Problème : cette section de la rue Chanoinesse n’a jamais fait partie de la rue des Marmousets. La véritable adresse — l’angle exact où se trouvaient les deux échoppes — repose aujourd’hui sous les murs de l’Hôtel-Dieu, inaccessible, invisible. Le vestige que l’on montre aux touristes est un leurre : une pierre authentique, peut-être, mais déplacée, attribuée à une histoire qui n’est pas la sienne.
C’est toute la beauté des légendes urbaines. Elles finissent toujours par s’ancrer quelque part, quitte à tordre la géographie.
La part d’ombre
Alors, que reste-t-il de vrai ? Pas grand-chose, objectivement. Aucune pièce d’archive, aucun parchemin, aucune trace judiciaire. Rien, sinon une chronique du XVIIe siècle qui rapporte un « bruit » qui courait déjà de temps immémorial — et qui courait peut-être depuis le début du monde, depuis que les hommes inventent des ogres dans les caves pour expliquer ce qui les effraie.

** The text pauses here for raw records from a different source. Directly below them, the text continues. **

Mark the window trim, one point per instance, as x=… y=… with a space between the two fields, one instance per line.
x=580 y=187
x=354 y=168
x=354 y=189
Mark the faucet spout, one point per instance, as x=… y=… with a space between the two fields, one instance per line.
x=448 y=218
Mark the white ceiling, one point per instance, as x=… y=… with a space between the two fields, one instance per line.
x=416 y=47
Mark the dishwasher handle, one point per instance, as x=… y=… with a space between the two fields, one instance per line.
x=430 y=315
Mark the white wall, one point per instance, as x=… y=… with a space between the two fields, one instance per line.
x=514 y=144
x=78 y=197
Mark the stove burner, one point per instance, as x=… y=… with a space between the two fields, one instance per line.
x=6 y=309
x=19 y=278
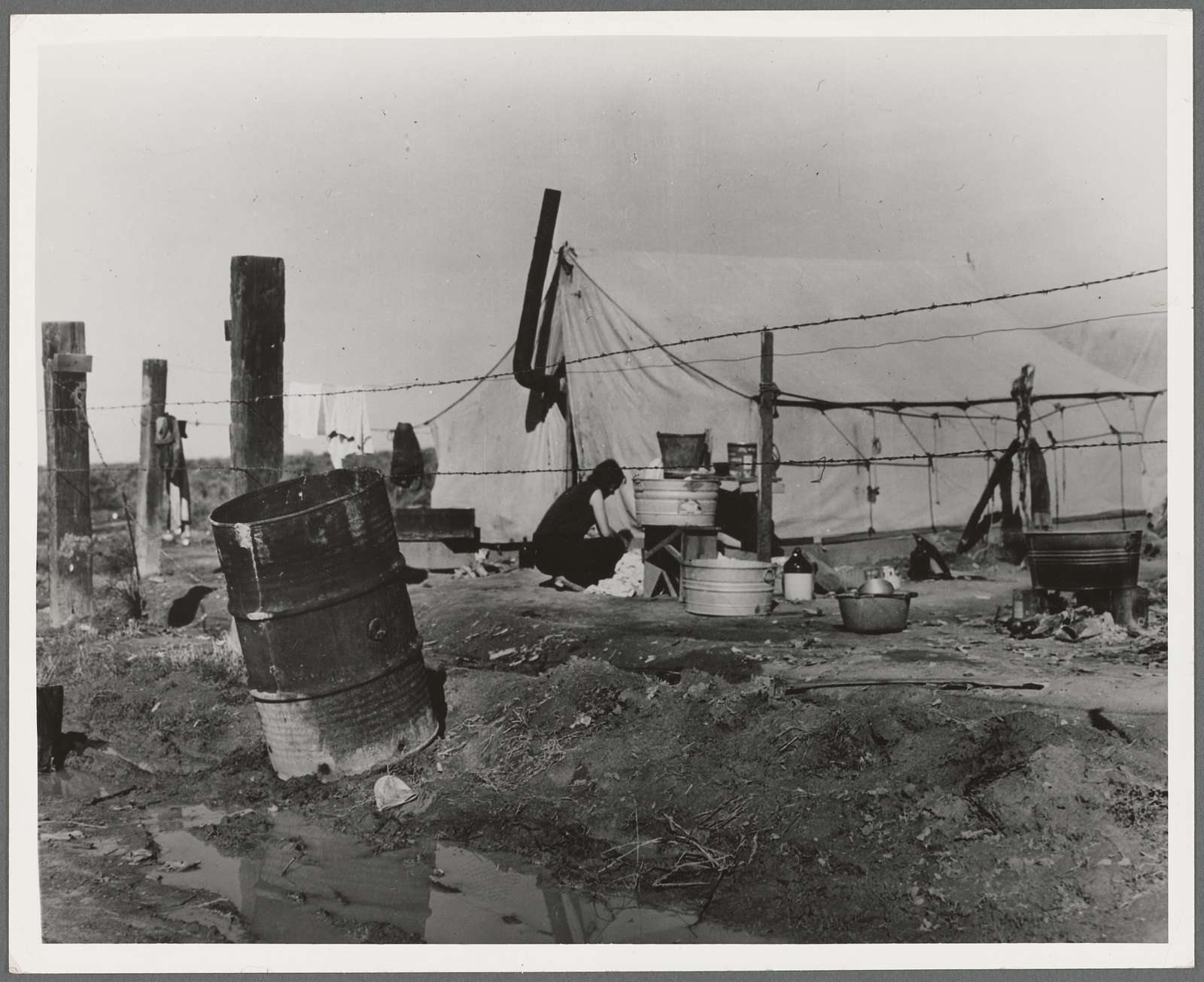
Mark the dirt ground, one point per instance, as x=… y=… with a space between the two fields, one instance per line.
x=629 y=751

Il reste autre chose. Il reste le frisson qui vous prend quand vous marchez rue Chanoinesse un soir d’hiver, quand le vent remonte de la Seine et que les réverbères jettent des ombres tremblantes sur les vieilles pierres. Il reste cette image du schnauzer hurlant devant la porte close, tandis que les convives, au-dessus, croquent dans une tourte dont ils ignorent tout.
Et il reste la beauté terrifiante de ce que les hommes sont capables d’inventer — et peut-être, parfois, de faire.
Le mystère de la rue des Marmousets ne demande pas qu’on le résolve. Il demande qu’on le raconte. Et depuis six cents ans, nous n’avons pas cessé.